Improve exclude function

When a user explicitly requests that a field be excluded with -x we skip that field in most checks. Up until now that did not include the item-based checks using a transposed dataframe because we don't know the metadata field names (labels) until we iterate over them. Now the excludes are respected for item-based checks.
2025-07-02 20:47:25 +02:00 · 2022-09-02 15:59:22 +03:00
parent 1f76247353
commit 040e56fc76
6 changed files with 54 additions and 24 deletions
--- a/csv_metadata_quality/app.py
+++ b/csv_metadata_quality/app.py
@ -200,20 +200,22 @@ def run(argv):
    # should rename column in this for loop...
    for column in df_transposed.columns:
        # Check: citation DOI
-        check.citation_doi(df_transposed[column])
+        check.citation_doi(df_transposed[column], exclude)

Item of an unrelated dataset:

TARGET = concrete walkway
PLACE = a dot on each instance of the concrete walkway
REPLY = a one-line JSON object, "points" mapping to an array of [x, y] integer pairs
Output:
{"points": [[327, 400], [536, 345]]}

        # Check: title in citation
-        check.title_in_citation(df_transposed[column])
+        check.title_in_citation(df_transposed[column], exclude)

        if args.unsafe_fixes:
            # Fix: countries match regions
-            df_transposed[column] = fix.countries_match_regions(df_transposed[column])
+            df_transposed[column] = fix.countries_match_regions(
+                df_transposed[column], exclude
+            )
        else:
            # Check: countries match regions
-            check.countries_match_regions(df_transposed[column])
+            check.countries_match_regions(df_transposed[column], exclude)

        if args.experimental_checks:
-            experimental.correct_language(df_transposed[column])
+            experimental.correct_language(df_transposed[column], exclude)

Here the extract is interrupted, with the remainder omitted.